Детство и юность Осипа прошли в Петербурге, куда семья переехала в 1897 г. Поэт Георгий Иванов пишет о среде, формировавшей будущего поэта: «Отец – не в духе. Он всегда не в духе, отец Мандельштама. Он – неудачник-коммерсант, чахоточный, затравленный, вечно фантазирующий… Мрачная петербургская квартира зимой, унылая дача летом… Тяжелая тишина… Из соседней комнаты хриплый шепоток бабушки, сгорбленной над Библией: страшные, непонятные, древнееврейские слова…»
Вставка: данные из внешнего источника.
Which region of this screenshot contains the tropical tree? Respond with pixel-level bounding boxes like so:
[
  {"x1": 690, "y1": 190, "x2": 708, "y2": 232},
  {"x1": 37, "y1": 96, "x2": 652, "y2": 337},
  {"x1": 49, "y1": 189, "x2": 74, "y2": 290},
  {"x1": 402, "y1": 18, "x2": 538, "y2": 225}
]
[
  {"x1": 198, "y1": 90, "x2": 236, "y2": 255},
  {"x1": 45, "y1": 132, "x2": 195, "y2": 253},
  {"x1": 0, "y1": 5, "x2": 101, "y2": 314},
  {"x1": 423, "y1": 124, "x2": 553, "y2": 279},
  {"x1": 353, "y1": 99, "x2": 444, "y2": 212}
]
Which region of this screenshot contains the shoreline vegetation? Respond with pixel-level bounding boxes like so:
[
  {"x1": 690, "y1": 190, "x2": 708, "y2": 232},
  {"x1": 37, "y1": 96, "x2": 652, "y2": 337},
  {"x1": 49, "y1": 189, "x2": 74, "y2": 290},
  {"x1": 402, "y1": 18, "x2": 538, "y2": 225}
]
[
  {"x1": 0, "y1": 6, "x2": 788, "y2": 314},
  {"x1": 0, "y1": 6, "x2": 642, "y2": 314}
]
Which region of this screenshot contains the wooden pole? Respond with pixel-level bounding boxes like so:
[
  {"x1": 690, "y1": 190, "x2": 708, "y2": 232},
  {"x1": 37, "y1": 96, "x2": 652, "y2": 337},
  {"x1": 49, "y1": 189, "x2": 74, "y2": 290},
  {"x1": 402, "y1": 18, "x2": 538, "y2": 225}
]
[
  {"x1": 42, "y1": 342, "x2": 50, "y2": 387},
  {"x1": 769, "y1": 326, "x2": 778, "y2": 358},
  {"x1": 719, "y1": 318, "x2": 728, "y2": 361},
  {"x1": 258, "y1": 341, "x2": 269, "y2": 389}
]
Мандельштам был европейским, германоориентированным евреем первой трети XX в. со всеми сложностями и изгибами духовной, религиозной, культурной жизни этого важнейшего отрезка европейской культуры. В «Краткой еврейской энциклопедии» мы читаем о поэте: «Хотя Мандельштам в отличие от ряда русских писателей-евреев не пытался скрывать свою принадлежность к еврейскому народу, его отношение к еврейству было сложным и противоречивым. С болезненной откровенностью в автобиографическом «Шуме времени» Мандельштам вспоминает о постоянном стыде ребенка из ассимилированной еврейской семьи за свое еврейство, за назойливое лицемерие в выполнении еврейского ритуала, за гипертрофию национальной памяти, за «хаос иудейский» («…не родина, не дом, не очаг, а именно хаос»), от которого он всегда бежал».
Однако если мы внимательно перечтем автобиографическую повесть Мандельштама, то увидим, что этот «хаос иудейский» (у Мандельштама выражение это, кстати, не несет отрицательных смыслов) относится далеко не ко всему иудейству. «Хаосом иудейским» назван не иудаизм в целом, а конкретная сцена, следующая за описанием синагоги, из которой 9–10-летний Осип вернулся в некотором «чаду».
В 1899—1907 гг. Мандельштам учился в Тенишевском коммерческом училище, одном из лучших учебных заведений Петербург того времени, увлекался эсеровским движением. 1907—1910 гг. он провел в Европе: в Париже посещал лекции на словесном факультете Сорбонны, два семестра проучился в Гейдельбергском университете, жил в Швейцарии, совершил поездку в Италию.